1\. You have to be prepared to live your life in a way where you take complete
responsibility for your actions and results. Most people cannot do this. Its
always someone or somethings fault when things dont go well, or attributed to
luck. Luck does exist in the world, but your goal is not to be lucky. Your
goal is to control what factors you can so bad luck can’t knock you off track.

2\. Pick the right job. You have to either be a person who makes money from
others’ labor (business) or have some very special talent where you as an
individual contributor makes extremely outsized salary.

3\. If the goal is millionairre rich, get a moderately high paying job >100k,
work for a couple decades, and live like a pauper. You’ll become a
millionairre.

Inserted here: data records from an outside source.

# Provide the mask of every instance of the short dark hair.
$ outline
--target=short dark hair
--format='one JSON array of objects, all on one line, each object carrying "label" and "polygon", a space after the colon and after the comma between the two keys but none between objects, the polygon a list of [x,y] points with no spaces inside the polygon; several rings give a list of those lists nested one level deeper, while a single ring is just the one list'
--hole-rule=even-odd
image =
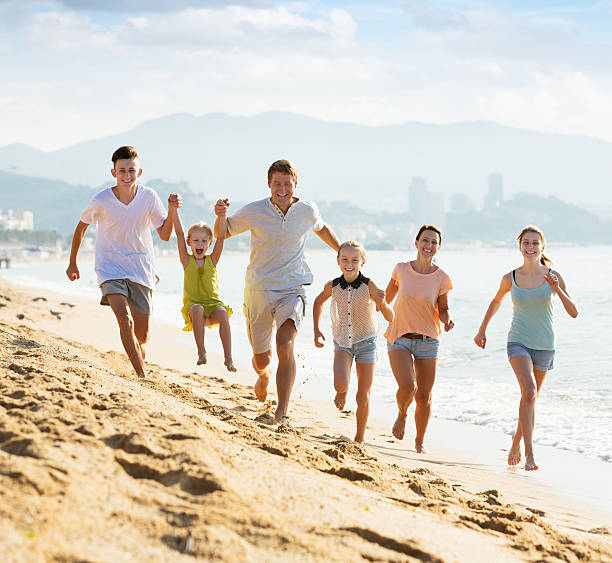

If the goal is billionaire rich, you need to be on the ground
floor of something thats going to be huge in the next 20 years (ie.. the
Internet).

Starting a business in a mature industry, you have more problems with
competition, that is, pricing power, and competing against established players
for customers, and also for labor, etc..

------
bitxbitxbitcoin
A millionaire mindset has definitely made more than one person poor, though!

------
wolco
Changing a mindset is the first step to something new.